Он порывисто притягивает ее к себе.
— Я был безумец, Маня! — говорит он глухо, с больной страстью. — Не помню, чем была полна моя слепая душа в те мгновения. Наверно, ничтожным… Наверно, повседневным… Она не наполнилась священным трепетом… Она не задрожала от предчувствия, Что тут, рядом… стоит моя Судьба!
Он откидывает ее головку. И смотрит ей близко в глаза своими бездонными зрачками.
Потом приникает к ее губам.
И опять бездна бесшумно разверзается у их ног. Опять бездна глядит на них немыми очами. Она зовет.
И время останавливается…
Маня пишет:
«Я люблю вас, Марк! Люблю безумно…. Теперь, когда я не могу идти к вам… когда я дала слово, я поняла, что вся моя жизнь в этой любви, наших встречах. Я уступаю, потому что иначе придется уехать в Москву. А что я буду там делать без вас? Ах, если б мы могли не расставаться!..
Они говорят, что вы меня погубите… Что значит „погубите“? Если гибель — ваша любовь, то пусть я погибну! Лучше прожить один год безумно счастливой, чем влачить долгую жизнь без Красоты…
Смерть?… О, я боюсь долгой болезни в постели запаха лекарств… Боюсь постепенного разрушения, усталости окружающих и того отчуждения, которое, как стена, незаметно и страшно растет между умирающим и его близкими.
Помните „Смерть Ивана Ильича“?..
И как это люди все стремятся умереть в своей квартире, в собственной постели, среди семья… „от долгой и тяжкой болезни“, как пишут в газетах? Но смерть добровольная и внезапная… Какая отрада!

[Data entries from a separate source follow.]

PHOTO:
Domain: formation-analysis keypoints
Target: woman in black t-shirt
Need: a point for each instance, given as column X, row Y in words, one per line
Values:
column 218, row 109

Ян говорил: „Надо уметь жить красиво. Но еще важнее умереть прекрасно…“
Если ей меня разлюбите, я пойду на баррикады. И погибну радостно и красиво. Как часто я мечтала о таком конце все эти два года! Чего же мне бояться, если даже смерть в моей власти. Если я никогда не узнаю усталости и отвращения?
Марк, я пишу вам, потому что мол душа полна… Все спят. Сейчас ночь… Приезжайте завтра непременно! Я налюбуюсь на ваши брови. Вы будете петь. И я не забуду, как было мне больно, когда чужие люди топтали цветы моей души. Они ваши, Марк! Сорвите их! Упейтесь их ароматом! И бросьте их, если это неизбежно… если любовь уходит, как говорил мне Ян. Тогда я умру. Без слез, без проклятий… Как умирают бабочки, живущие один день…»

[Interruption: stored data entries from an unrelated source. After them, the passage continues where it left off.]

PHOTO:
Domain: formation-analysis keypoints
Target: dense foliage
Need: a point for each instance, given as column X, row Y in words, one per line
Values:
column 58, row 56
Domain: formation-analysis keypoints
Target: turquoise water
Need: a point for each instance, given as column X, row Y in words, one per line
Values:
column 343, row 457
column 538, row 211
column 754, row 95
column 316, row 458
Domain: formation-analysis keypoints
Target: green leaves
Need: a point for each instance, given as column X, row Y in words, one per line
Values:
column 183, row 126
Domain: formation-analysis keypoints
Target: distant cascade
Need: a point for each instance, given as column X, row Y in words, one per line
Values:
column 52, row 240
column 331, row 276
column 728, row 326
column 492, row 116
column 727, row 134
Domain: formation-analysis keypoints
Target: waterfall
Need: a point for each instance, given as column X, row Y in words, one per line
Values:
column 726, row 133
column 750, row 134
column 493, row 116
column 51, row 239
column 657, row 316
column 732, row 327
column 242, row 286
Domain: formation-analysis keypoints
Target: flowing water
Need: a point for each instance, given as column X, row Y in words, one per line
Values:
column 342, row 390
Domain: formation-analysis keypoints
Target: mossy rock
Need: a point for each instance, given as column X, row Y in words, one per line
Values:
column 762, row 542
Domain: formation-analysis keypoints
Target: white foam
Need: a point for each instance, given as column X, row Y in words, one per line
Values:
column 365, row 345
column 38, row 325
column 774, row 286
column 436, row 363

Белоголовый семилетний Остап с упрямым лбом и синими, как цвет цикория, глазами, зажав бумажку в грязный кулачок, идет мерным, шагом на Липовку, в «палац»… Маня следит из беседки за крохотной фигуркой. Остап исполнит поручение. Он отдаст письмо, как сказано, прямо в руки «пану Шенбоку».

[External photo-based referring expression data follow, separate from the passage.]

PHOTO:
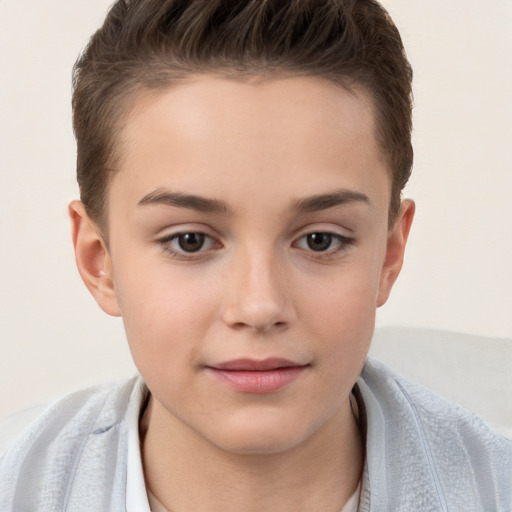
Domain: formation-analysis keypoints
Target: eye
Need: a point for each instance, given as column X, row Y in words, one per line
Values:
column 187, row 243
column 324, row 242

Они сидят в беседке: Маня, Соня и Щтеймбах.
У Сони нынче такое застенчивое лицо. Такая ласковая улыбка… «Милая девушка! — думает Штейнбах. — Как с тобою тепло!»
Вдруг она встает, что-то вспомнив.
— Простите! Там сейчас чай подают. Мама не знает, где ключи… Я вернусь…
Наконец! Наконец одни!!
Маня кидается на грудь Штейнбаха. Прижимается к нему всем телом в могучем, беззаветном порыве.
Они долго молчат. Глаза Мани блещут слезами восторга.
— Прочли письмо, Марк? Прочли?
— Да. Оно со мною, на груди… Я никогда с ним не расстанусь!